A common concept floats around stock market investors that risk and reward go hand in hand. Blue chips and income stocks carry less risk with a reduced upside potential, and small-cap high-growth stocks could double your investment quickly or just as quickly squander your capital.
This is the idea behind a beta: your risk/reward is linked to how leveraged (or de-leveraged) to the market your stock is. This concept has come under attack lately.
The abstract "Estimation of Expected Return: CAPM vs Fama and French," has the showdown between two styles of accessing risk, and neither are cast in extremely good light when trying to estimate future returns based on said risk. (Note though that the Fama French model is meant for a portfolio of value stocks and not for single stock risk analysis)
Instead of trying to fight for either camp, we will use the novel approach of using analyst estimates. (You might also like to read about "Growth Stocks That Analysts Love.")
How Analysts Estimates Can Lower Risk
The working abstract is called Analyst Forecasts and Stock Returns by Ang and Ciccone (2001). What did their empirical data reveal?
- Stocks with lower variance (dispersion) between analyst estimates perform better than ones with high variance (dispersion).
- Stocks with less error in forecasts (low standard deviation with earnings surprises) also had higher stock performance.
- Transparent stocks (as set out by two criteria above), outperform stocks with wide analyst forecasts and high error by 13.12% per year. Positive excess returns between these two types of stocks were witnessed in every year this study was carried out.

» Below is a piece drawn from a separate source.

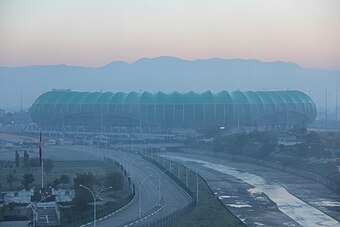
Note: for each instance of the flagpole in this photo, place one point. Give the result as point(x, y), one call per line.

- This transparency phenomenon is true across all stock types and sizes (value, growth, small, big). It is not related to industry, liquidity, momentum, or price-to-book.
Why It Might Work?
The researcher is unclear why this is so. But glibly, it makes sense that if you have many analysts covering a stock that agree on a target, and historically have been able to hit pretty close to a bulls-eye, and future forecasts are positive, then investors could calculate returns confidently. The future risk would be reduced. It's an odd concept to base our stock recommendations on the analysts that cover them, but this is in fact what the paper suggests.
Furthermore, a company that is highly visible might be prone to communicate negative earnings well in advance thus preparing analysts and investors of a downturn. They could employ "income smoothing" techniques to meet analyst forecasts and pad less favorable times, which creates the illusion of less risk (but is merely averaging out earnings for a more stable appearance).
The net effect is lower risk for your reward, and this goes against the principle of beta. Of course, more research in this area is necessary as the paper suggests.
Scanning for Low Risk Stocks
To scan for suitable candidates I use the Zacks stock screener.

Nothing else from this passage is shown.